Ce mardi 7 avril, un homme de 58 ans s'est retrouvé au cœur d'un procès particulièrement éprouvant à Argentan, où une peine de quatre ans de prison, dont trois avec sursis, a été demandée à son encontre. Cet homme, célibataire et sans enfants, est accusé d'agressions sexuelles présumées sur neuf de ses neveux et nièces, des faits qui se seraient étendus sur plusieurs décennies, s'étalant de 1984 à 2021.
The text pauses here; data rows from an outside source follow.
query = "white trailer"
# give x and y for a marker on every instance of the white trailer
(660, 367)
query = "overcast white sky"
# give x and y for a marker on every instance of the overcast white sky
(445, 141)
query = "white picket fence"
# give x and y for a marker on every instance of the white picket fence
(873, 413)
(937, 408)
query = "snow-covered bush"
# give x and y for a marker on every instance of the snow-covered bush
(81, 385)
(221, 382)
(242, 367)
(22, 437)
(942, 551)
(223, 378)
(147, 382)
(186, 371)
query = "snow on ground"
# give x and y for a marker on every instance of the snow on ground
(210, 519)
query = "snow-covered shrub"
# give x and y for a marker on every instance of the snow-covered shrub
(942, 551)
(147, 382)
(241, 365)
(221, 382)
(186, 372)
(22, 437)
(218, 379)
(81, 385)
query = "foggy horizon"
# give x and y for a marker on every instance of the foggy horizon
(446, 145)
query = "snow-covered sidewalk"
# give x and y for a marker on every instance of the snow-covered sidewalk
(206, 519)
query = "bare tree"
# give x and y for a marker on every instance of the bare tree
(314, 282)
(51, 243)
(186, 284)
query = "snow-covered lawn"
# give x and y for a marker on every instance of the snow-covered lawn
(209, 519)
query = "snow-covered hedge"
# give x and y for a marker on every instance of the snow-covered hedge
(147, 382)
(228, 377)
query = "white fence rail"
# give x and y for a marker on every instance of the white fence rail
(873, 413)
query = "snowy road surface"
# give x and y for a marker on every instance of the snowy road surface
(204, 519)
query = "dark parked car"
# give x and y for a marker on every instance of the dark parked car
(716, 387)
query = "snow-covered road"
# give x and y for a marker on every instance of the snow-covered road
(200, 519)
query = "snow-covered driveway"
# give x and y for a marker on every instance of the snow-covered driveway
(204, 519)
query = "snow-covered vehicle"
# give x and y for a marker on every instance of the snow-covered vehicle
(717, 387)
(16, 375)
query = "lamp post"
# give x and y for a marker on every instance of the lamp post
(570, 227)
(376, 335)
Des émotions intenses ont marqué cette audience, teintées de colère et de tristesse. La mère de l'une des victimes ne pouvait retenir sa rage, interrogeant : "Quand il faisait le père Noël, qu'est-ce qu'il faisait avec ses mains ?" Dans la salle, sept des neuf plaignants ont attentivement écouté, mais certains n'ont pas trouvé la force de témoigner, leurs déclarations étant lues par la présidente du tribunal. Tous ces jeunes adultes, entre 20 et 45 ans aujourd'hui, partagent un douloureux secret : ils ont été confiés dans leur enfance à un homme longtemps perçu comme bienveillant.
Selon des témoignages recueillis par France Info, l'affaire aurait éclaté en août 2024, quand l'une des victimes a décidé de parler en envoyant un message à son père. Ce dernier a partagé ses craintes avec le procureur et le maire de Bailleul, ce qui a déclenché une série de déclarations similaires, révélant un total de neuf plaignants. La plupart des victimes, nées entre 1975 et 2003, ont gardé le silence par loyauté envers leur grand-mère, bien-aimée.
Des mains baladeuses, des actes inacceptables
Les accusations portent sur des attouchements, que les victimes décrivent comme dissimulés sous un prétexte de jeux innocents. "Il disait que c'était des chatouilles", ont rapporté les plaignants, conférant à des gestes inappropriés une légèreté trompeuse. Des souvenirs d'enfance ont refait surface : des câlins devenus inconfortables, des mains traînant là où elles ne devraient pas. Pour certains, ces expériences ont marqué profondément leur vie d'adulte, entraînant des complications dans leur vie intime.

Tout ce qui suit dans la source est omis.